飲食店のHACCP義務化により、食中毒リスク軽減の取組は広がっていますが、食中毒の発生は途絶えていない(※1)のが実情です。
それでは、なぜ食中毒は発生するのか、改めて見てみましょう。
厚生労働省が公表している資料によると、2023年、飲食店で発生する食中毒の原因で最も多かったのは、お客様が口にする料理に付いた細菌(※2)です。
そして、細菌が付きやすく、繁殖しやすいのが、生肉。この生肉を切るのに使用した包丁・まな板や、生肉を触れた手から他食材へ感染する、いわゆる交差汚染が実は数多く報告されているのです。

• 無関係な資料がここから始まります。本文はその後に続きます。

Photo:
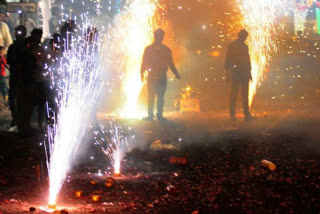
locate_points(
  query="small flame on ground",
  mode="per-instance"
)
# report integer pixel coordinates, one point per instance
(117, 161)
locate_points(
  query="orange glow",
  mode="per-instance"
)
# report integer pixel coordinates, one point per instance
(93, 182)
(109, 182)
(79, 194)
(96, 198)
(215, 53)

今回取り上げるのは、食中毒の原因になりやすいまな板。基本的な扱い方や効率的に衛生管理できる手段などを紹介します。
基本的なまな板の扱い方
『HACCPの考え方に基づく衛生管理のための手引書』(公益社団法人日本食品衛生協会)に掲載されているので、ご承知の方も多いとは思いますが、まな板は「肉や魚などの用途別に使い分け、それらを扱った都度に十分に洗浄し、消毒する」のが基本です。

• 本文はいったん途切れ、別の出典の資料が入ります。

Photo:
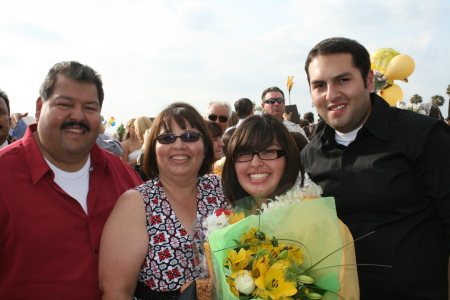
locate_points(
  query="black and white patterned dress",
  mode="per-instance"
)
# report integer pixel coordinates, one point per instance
(170, 262)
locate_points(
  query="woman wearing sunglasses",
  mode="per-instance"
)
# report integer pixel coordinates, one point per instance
(146, 247)
(263, 161)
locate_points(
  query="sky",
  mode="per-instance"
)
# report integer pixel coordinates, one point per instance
(152, 53)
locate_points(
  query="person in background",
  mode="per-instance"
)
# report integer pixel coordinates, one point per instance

つまり、扱う食材ジャンルの数だけまな板を用意して使い分け、また、使うたびに洗浄・消毒することが推奨されています。
では、まな板の洗浄方法は。
1.温水で下洗いした後、中性洗剤を使用して洗う
2.よくすすぐ
3.乾いた清潔なダスターで拭くor 清潔な場所で乾燥
4.アルコール製剤で消毒
となります。
洗浄の際の留意点としては、まず、まな板に傷がある場合は、傷に菌が入り込んでいる恐れがあるので傷目に沿って洗浄すること。また、側面・裏面も洗浄すること。の2点が挙げられます。
ここまでは、使用の都度行う洗浄方法。
1日の業務が終わった後は、上記の工程の2と3の間に
塩素系漂白剤に30分程度浸した後、水でよくすすぐor熱湯や煮沸などで加熱殺菌する
という作業も必要になります。
効率化できる手は?
食中毒を未然に防ぐために手間を惜しむことは出来ませんが、少しでも効率化できる手段があれば、採り入れたいところ。

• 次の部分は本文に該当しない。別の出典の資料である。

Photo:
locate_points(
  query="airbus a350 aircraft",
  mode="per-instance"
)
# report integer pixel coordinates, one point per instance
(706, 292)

例えば、用途別に使い分けるのが基本と上述しましたが、もっと細かく言えば加熱食品・肉・魚・野菜、さらに肉は牛・豚と鶏とで分けるのが理想です。
これだけのまな板を用意するなら、まな板自体を色分けすれば、どの食材用なのか一目瞭然になるので、作業中にまな板選びで迷う時間はなくなります。
カラーバリエーションが豊富なまな板が販売されているので、買い替えの時は用途別に色分けすることも含めご検討をオススメします。
ただ、作業台のスペースの問題でまな板を何枚も置けないという場合もあるかと思います。そんな時に役立つのが、まな板の上に置く薄いシート「まな板シート」。使い捨てのタイプもあるので、うまく活用しましょう。
まな板は、調理になくてはならない道具ですが、同時に食中毒の原因にもなりえます。
お客様に笑顔で帰っていただくために、お店を長く続けるために、まな板を衛生的に保つ配慮を欠かさないよう心がけましょう。